U.S. To Evacuate Baghdad Embassy Staff

Washington (AFP) – The U.S. embassy in Baghdad is evacuating personnel and increasing military security after militants captured vast swathes of territory and advanced toward the capital, officials said Sunday.

It was unclear how many staff members would be evacuated from the mission. Located within the heavily fortified Green Zone that houses much of the international presence in the city, the U.S. embassy is the largest in the world.

State Department spokeswoman Jen Psaki said the staff would only be “temporarily relocated” to U.S. consulates in Basra in the south and Arbil in the northern Kurdish territories. Neither area is currently threatened by the Islamic State in Iraq and the Levant militants.

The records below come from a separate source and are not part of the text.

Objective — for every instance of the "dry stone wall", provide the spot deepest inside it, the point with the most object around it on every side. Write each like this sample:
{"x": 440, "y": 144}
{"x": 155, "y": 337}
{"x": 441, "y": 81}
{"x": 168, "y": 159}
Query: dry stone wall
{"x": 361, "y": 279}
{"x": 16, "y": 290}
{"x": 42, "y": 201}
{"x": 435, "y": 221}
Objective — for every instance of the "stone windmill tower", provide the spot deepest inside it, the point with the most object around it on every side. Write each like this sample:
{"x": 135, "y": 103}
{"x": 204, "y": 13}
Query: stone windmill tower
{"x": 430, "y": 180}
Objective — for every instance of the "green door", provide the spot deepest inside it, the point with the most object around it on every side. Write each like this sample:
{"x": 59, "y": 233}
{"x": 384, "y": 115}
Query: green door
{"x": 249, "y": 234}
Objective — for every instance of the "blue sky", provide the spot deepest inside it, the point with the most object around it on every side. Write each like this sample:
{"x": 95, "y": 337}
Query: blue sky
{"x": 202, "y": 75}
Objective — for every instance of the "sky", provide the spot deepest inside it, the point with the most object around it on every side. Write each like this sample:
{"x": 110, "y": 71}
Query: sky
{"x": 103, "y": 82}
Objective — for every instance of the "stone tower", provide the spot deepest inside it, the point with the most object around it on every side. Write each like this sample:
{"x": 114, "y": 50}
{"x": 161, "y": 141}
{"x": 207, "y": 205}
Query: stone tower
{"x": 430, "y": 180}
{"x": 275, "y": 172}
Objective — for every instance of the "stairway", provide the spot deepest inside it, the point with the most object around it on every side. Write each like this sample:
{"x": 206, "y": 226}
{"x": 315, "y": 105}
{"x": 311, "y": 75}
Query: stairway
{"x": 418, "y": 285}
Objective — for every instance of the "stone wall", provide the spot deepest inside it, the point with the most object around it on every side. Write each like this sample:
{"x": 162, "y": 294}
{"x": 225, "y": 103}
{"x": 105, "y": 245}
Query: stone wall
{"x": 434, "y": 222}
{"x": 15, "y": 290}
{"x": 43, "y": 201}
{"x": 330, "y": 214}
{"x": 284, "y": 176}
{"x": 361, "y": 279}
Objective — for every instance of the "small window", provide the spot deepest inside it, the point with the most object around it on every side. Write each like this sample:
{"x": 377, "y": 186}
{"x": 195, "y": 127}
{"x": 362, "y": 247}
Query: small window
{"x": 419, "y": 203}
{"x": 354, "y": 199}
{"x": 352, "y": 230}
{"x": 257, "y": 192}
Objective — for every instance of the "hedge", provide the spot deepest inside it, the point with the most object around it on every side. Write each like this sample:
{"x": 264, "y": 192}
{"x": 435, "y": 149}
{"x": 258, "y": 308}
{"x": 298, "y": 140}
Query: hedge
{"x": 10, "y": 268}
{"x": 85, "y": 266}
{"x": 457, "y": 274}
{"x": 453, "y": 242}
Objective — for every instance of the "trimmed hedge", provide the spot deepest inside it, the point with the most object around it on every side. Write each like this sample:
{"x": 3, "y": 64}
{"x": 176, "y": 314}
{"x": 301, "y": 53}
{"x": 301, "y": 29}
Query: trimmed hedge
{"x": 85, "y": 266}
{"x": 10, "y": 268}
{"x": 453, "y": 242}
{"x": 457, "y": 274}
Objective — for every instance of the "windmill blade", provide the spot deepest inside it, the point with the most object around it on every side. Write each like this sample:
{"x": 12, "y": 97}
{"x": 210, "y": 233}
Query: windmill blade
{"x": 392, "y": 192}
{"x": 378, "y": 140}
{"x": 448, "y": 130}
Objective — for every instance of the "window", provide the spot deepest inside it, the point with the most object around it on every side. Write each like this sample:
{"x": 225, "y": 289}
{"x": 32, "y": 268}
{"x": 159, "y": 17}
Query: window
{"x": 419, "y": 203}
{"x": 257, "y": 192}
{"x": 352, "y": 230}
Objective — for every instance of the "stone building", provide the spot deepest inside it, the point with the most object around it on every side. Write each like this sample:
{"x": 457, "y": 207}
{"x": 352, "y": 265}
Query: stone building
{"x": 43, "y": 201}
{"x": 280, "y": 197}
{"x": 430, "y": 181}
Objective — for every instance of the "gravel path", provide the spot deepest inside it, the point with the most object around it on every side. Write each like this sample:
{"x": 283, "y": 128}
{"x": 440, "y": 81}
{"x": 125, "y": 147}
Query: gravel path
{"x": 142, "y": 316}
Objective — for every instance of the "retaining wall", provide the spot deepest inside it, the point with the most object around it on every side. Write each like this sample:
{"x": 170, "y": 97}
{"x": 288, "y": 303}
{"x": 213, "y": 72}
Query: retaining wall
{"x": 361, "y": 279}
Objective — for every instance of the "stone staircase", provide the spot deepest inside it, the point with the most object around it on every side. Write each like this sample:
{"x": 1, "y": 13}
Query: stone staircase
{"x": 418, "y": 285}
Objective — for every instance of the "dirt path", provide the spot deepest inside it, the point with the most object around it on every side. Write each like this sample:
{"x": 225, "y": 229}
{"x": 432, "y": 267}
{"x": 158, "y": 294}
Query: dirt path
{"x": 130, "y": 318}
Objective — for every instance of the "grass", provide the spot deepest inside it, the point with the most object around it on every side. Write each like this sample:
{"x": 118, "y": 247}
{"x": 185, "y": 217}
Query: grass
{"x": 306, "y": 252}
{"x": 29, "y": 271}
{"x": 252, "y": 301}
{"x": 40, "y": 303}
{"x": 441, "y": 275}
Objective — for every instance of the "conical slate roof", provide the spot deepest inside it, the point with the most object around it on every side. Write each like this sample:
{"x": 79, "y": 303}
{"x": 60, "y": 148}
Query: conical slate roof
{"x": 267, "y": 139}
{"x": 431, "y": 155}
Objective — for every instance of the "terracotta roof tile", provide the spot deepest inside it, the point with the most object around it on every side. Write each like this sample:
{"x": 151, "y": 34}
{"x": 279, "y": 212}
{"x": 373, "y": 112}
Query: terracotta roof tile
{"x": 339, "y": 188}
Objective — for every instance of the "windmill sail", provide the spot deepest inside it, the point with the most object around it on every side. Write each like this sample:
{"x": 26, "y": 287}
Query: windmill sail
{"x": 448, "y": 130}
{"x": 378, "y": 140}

Other staff will be flown to the U.S. embassy in the Jordanian capital of Amman, where they will work on Iraq-related issues.

Rear Admiral John Kirby, the Department of Defense spokesman, said a “small number of DOD personnel are augmenting State Department security assets in Baghdad to help ensure the safety of our facilities.”

Kirby indicated that the embassy staff were being relocated using commerical, charter and State Department aircraft, and that the U.S. military also had air assets available as needed.

“The Embassy of the United States in Baghdad remains open and will continue to engage daily with Iraqis and their elected leaders — supporting them as they strengthen Iraq’s constitutional processes and defend themselves from imminent threats,” Psaki said in a statement.

She stressed that Washington “strongly supports Iraq and its people” as they face the militants’ onslaught.

American contractors working for the Iraqi government to train local security forces on U.S. military equipment are already being evacuated out of the country.

Additional U.S. government security personnel will join the staff at the embassy in Baghdad “as a result of ongoing instability and violence in certain areas of Iraq,” Psaki said.

She urged Americans in the country to “exercise caution and limit travel” to the provinces of Anbar, Diyala, Kirkuk, Nineveh and Salah ad Din, as well as make emergency contingency plans, maintain security awareness at all times and register their travel with the State Department.

Washington has responded to the sweeping unrest by deploying an aircraft carrier group to the Gulf.

President Barack Obama has said he is weighing “all options,” while ruling out any return of U.S. combat troops to Iraq, a country they left nearly three years ago after a bloody and costly occupation launched in 2003.